Por Gilvan Marques e Bruno Lucca | Folhapress
Foto: Rovena Rosa/Agência Brasil
Mais da metade (56%) dos brasileiros acreditam que professores não devem falar sobre política em sala de aula, segundo pesquisa Datafolha. Apesar disso, mais de 90% dos entrevistados defendem que instituições e professores devem discutir com alunos sobre pobreza, desigualdade social e discriminação racial --temas relacionados à política.
Outros 54% dizem que pais têm o direito de proibir as escolas de ensinar temas que não achem adequados.
Encomendada pelo Cenpec (Centro de Estudos e Pesquisas em Educação, Cultura e Ação Comunitária) e pela Ação Educativa, a pesquisa foi realizada entre os dias 8 e 15 de março com 2.090 pessoas. A margem de erro é de dois pontos percentuais.
Maria Braga, doutora em ciência política e professora da UFSCar (Universidade Federal de São Carlos), diz que a aparente contradição ocorre porque grande parte da população relaciona política ao partidarismo e a pautas de costumes.
Para Braga, a maior aceitação a temas como pobreza e discriminação se dá por serem assuntos menos sensíveis para os conservadores.
A pesquisa mostra também que apenas 27% da população conhece o Escola Sem Partido. Criado em 2004, o movimento defende uma educação neutra. O veto à discussão político-partidária e sexual são bandeiras levantadas pelos apoiadores.
As pautas do movimento foram abraçadas por políticos conservadores e inspiraram alguns projetos de lei.
As propostas foram repudiadas pelo Conselho Nacional de Direitos Humanos, órgão vinculado ao Ministério da Justiça, e questionadas devido à inconstitucionalidade por MPF (Ministério Público Federal), AGU (Advocacia-Geral da União) e STF (Supremo Tribunal Federal).
Em 2020, o STF considerou inconstitucional uma lei estadual de Alagoas que dizia, entre outras coisas, ser direito dos pais que seus filhos tivessem uma "educação moral livre de doutrinação política, religiosa ou ideológica". Até aquele ano, 237 projetos motivados pelo Escola Sem Partido haviam sido apresentados, segundo a Frente Escola Sem Mordaça. A derrota no STF foi um dos motivos que fizeram o fundador do Escola sem Partido, Miguel Nagib, abandonar o movimento
Para o vereador Fernando Holiday (Novo-SP), que até 2019 foi um dos porta-vozes do Escola Sem Partido, o movimento conscientizou famílias sobre o que ele chama de aparelhamento ideológico. "Mesmo que esses projetos não tenham virado lei, a discussão já teve efeito.
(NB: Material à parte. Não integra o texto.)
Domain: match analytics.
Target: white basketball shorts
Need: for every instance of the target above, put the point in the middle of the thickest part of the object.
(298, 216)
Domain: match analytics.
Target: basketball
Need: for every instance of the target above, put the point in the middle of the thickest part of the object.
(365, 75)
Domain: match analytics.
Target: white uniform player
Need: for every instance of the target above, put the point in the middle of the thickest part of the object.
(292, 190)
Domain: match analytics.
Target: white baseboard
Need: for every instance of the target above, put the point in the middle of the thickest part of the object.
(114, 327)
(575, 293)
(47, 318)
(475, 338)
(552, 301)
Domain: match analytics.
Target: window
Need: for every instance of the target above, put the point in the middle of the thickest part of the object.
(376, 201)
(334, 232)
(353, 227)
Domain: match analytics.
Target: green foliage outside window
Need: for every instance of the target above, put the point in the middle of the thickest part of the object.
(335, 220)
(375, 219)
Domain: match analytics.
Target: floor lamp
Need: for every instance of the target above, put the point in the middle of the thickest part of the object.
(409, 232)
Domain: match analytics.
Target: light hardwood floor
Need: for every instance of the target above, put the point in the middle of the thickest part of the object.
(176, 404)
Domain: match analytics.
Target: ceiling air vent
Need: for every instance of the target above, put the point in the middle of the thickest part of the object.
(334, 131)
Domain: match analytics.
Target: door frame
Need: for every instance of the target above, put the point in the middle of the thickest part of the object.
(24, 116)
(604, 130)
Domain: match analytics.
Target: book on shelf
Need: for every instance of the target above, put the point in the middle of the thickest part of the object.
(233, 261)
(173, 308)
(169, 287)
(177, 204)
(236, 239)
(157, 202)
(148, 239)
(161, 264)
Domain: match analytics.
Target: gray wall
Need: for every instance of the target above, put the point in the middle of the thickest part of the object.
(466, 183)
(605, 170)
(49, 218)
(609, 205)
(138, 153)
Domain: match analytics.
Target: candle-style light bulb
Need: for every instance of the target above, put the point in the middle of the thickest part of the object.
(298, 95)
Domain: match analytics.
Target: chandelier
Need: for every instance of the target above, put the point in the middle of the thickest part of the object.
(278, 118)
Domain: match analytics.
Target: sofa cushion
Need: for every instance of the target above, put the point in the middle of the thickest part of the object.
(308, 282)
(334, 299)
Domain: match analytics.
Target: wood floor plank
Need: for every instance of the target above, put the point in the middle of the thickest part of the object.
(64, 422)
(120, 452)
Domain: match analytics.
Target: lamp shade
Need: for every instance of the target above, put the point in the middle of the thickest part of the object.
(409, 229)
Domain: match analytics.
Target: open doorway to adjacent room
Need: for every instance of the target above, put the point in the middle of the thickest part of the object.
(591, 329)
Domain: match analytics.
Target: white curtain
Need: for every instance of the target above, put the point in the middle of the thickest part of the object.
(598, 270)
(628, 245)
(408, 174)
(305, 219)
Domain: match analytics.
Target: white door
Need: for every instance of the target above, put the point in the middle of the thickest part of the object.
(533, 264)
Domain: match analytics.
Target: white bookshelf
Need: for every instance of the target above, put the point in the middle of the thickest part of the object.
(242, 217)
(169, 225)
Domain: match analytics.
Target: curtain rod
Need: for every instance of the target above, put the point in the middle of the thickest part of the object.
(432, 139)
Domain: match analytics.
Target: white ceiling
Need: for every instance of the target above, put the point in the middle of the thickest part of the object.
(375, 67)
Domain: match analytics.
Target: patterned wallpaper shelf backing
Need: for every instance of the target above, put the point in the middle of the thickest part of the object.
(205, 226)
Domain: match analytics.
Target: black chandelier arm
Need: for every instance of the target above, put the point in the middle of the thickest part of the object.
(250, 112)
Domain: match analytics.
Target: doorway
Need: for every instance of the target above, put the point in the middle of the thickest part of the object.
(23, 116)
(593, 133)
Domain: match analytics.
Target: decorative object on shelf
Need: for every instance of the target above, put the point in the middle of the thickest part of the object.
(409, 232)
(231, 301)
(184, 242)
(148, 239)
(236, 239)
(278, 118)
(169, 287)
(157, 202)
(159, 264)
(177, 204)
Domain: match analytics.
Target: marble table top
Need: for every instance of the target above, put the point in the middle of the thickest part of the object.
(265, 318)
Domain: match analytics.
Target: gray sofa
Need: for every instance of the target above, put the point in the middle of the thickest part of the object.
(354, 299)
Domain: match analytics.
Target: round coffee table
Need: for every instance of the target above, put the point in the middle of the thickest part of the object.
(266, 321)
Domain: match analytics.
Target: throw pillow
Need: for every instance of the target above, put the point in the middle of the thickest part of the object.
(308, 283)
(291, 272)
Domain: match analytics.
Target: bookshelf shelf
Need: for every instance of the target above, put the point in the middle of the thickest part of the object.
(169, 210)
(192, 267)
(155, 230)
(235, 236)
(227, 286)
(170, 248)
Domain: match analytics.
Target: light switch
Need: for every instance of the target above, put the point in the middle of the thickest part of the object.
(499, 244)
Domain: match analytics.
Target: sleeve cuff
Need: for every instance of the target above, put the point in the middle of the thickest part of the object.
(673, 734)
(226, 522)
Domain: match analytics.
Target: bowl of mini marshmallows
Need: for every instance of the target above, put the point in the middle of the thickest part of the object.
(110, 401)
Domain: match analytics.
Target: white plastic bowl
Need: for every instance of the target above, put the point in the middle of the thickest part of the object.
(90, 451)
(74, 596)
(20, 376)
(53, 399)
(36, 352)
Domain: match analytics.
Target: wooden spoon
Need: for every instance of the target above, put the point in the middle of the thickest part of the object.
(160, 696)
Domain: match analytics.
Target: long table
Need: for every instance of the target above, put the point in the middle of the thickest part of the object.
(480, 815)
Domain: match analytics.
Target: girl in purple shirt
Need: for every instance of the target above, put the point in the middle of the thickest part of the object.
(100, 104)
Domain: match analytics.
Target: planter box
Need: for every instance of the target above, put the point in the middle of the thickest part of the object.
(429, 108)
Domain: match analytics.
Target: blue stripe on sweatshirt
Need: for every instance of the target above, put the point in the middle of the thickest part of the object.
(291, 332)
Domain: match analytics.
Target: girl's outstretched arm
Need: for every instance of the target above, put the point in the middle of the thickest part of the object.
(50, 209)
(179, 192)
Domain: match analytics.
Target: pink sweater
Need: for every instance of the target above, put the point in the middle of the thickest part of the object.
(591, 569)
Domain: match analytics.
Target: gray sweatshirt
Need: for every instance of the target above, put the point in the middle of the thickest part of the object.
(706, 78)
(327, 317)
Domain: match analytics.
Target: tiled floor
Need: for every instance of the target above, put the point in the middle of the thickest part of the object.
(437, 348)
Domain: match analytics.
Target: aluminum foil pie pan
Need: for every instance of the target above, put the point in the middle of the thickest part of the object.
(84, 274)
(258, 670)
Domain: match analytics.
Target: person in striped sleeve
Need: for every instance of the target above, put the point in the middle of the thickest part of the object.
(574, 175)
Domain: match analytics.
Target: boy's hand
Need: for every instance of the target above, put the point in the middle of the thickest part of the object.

Hoje, a autonomia de pensamento dos alunos é muito maior."
Renata Aquino, do grupo Professores Contra o Escola Sem Partido, criado por docentes da Universidade Federal Fluminense em 2004, diz que a pressão provocada por movimentos conservadores continua. "Hoje somos mais comedidos. Não éramos assim há quatro anos. A autocensura [dos professores] é a principal vitória deles", diz.
Segundo a Aspescs (Associação dos Profissionais da Educação de São Caetano do Sul), recentemente um professor de história do município foi repreendido por falar sobre o nazifascismo. Também no ABC Paulista, docentes afirmam ter recebido orientação de uma diretora vetando debates sobre a ditadura militar.
Em nota, a Secretaria da Educação do Estado de São Paulo disse que temas relacionados à política fazem parte do currículo, seguindo diretrizes da Base Nacional Comum Curricular. "O trabalho realizado em sala não tem foco político-partidário e os alunos são livres para dar opiniões."